Ein 71-Jähriger war mit seiner Ehefrau gegen 8:30 Uhr in der Schalterhalle des Bahnhofs unterwegs. Plötzlich brach er zusammen. Daraufhin sprach ein 51-jähriger den regungslosen Mann an. Er konnte keine Vitalparameter feststellen und begann mit Reanimationsmaßnahmen. Augenzeugen beobachteten das Geschehen und setzten einen Notruf ab.

Kurze Zeit später traf der Rettungsdienst mit Notarzt ein. Sie übernahmen die Versorgung des 71-Jährigen und konnten seine Vitalfunktionen wiederherstellen. Nachdem der Patient stabilisiert war, brachten ihn die Einsatzkräfte in ein Krankenhaus. Dort verstarb der Mann.

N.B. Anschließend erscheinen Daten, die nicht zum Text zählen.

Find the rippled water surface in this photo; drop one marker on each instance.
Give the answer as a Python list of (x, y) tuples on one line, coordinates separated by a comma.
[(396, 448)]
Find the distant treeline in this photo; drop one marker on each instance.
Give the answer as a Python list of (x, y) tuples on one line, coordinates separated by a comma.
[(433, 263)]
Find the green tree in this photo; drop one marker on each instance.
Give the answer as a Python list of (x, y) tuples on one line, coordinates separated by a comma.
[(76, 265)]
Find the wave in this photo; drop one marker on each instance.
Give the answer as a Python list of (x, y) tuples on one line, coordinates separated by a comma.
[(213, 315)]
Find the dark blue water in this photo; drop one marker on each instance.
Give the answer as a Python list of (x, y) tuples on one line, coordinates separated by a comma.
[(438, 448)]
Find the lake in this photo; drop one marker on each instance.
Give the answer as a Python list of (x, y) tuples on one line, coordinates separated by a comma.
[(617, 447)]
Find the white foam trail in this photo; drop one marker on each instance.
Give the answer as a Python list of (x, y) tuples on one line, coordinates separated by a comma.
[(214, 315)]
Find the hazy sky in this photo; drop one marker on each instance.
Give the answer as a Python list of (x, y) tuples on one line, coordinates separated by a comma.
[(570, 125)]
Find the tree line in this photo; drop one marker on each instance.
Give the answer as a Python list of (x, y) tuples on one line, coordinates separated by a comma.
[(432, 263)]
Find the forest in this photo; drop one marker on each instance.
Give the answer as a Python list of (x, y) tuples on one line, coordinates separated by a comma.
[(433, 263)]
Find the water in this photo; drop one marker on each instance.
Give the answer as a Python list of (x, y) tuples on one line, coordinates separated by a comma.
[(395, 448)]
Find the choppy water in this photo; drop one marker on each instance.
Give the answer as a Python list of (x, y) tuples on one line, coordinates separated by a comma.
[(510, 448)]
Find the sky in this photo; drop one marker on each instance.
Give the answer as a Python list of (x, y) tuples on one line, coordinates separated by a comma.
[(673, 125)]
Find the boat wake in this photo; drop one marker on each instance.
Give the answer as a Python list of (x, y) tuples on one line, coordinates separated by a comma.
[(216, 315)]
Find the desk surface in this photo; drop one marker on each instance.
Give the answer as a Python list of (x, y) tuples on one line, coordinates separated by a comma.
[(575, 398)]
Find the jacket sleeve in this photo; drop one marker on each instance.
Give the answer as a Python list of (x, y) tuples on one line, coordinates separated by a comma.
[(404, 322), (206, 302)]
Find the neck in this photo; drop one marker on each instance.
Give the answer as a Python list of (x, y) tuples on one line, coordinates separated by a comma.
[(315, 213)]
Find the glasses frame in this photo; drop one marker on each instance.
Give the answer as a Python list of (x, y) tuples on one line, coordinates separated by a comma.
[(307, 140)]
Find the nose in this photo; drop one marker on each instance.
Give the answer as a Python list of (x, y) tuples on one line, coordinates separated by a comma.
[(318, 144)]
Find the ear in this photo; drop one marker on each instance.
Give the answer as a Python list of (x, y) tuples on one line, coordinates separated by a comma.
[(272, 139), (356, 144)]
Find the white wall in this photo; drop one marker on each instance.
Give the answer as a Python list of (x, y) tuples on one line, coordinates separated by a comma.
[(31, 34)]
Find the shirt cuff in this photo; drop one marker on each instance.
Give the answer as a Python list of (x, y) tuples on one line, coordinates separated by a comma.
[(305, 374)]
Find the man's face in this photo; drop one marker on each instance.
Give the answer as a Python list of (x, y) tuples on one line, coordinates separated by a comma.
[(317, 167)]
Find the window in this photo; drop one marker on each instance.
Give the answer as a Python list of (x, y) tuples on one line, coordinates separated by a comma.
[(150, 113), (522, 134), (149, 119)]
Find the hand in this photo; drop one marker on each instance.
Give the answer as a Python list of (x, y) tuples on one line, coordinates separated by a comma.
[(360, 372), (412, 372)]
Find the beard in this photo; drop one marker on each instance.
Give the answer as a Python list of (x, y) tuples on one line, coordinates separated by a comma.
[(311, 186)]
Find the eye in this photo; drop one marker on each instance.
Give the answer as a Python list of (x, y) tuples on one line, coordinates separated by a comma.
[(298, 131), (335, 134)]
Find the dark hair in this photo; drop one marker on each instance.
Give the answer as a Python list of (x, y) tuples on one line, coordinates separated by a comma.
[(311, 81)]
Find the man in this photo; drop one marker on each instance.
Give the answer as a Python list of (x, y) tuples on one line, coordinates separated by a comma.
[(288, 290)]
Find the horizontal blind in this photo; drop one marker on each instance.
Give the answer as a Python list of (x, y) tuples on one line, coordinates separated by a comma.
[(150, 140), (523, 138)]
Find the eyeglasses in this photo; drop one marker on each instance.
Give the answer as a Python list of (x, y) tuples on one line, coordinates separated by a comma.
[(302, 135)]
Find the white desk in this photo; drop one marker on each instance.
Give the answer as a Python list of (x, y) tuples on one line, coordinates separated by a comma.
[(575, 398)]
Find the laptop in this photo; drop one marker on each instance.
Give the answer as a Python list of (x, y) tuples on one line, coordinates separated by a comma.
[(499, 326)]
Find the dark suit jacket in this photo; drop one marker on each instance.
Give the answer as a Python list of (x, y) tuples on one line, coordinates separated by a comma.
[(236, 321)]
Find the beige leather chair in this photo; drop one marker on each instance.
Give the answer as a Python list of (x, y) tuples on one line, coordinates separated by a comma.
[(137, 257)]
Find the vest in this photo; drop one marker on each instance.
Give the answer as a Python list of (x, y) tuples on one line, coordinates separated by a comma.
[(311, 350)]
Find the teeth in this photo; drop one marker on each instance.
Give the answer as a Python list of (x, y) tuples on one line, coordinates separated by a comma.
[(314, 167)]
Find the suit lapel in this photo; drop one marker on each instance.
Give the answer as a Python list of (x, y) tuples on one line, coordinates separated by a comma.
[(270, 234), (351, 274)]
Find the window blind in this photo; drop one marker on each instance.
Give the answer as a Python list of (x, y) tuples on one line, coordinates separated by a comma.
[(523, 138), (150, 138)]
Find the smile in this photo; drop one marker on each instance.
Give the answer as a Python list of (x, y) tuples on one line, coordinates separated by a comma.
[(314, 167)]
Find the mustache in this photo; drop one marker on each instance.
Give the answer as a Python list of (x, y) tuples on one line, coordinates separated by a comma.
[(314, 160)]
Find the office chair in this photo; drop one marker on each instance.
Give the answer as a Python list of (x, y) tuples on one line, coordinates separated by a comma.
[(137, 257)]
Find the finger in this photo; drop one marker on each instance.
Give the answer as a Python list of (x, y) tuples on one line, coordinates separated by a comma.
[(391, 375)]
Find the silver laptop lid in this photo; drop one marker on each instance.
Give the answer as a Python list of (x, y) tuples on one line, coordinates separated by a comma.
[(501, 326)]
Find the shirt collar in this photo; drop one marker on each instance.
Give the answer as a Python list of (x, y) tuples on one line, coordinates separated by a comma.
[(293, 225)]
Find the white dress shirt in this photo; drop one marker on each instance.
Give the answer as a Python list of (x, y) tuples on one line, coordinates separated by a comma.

Etwa eine Stunde später fiel Augenzeugen in der Bahnhofshalle ein Mann auf, der ebenfalls regungslos am Boden lag. Sie alarmierten die Polizei, welche mit zwei Beamten anrückte. Der Mann reagierte nicht auf die Ansprache der Polizisten. Sie konnten bei ihm auch keinen Puls feststellen. Umgehend alarmierten die Beamten den Rettungsdienst und begannen mit der Herz-Lungen-Wiederbelebung. Rettungsdienst und Notarzt gelang es, die Vitalfunktionen des 61-Jährigen wiederherzustellen. Doch auch er verstarb.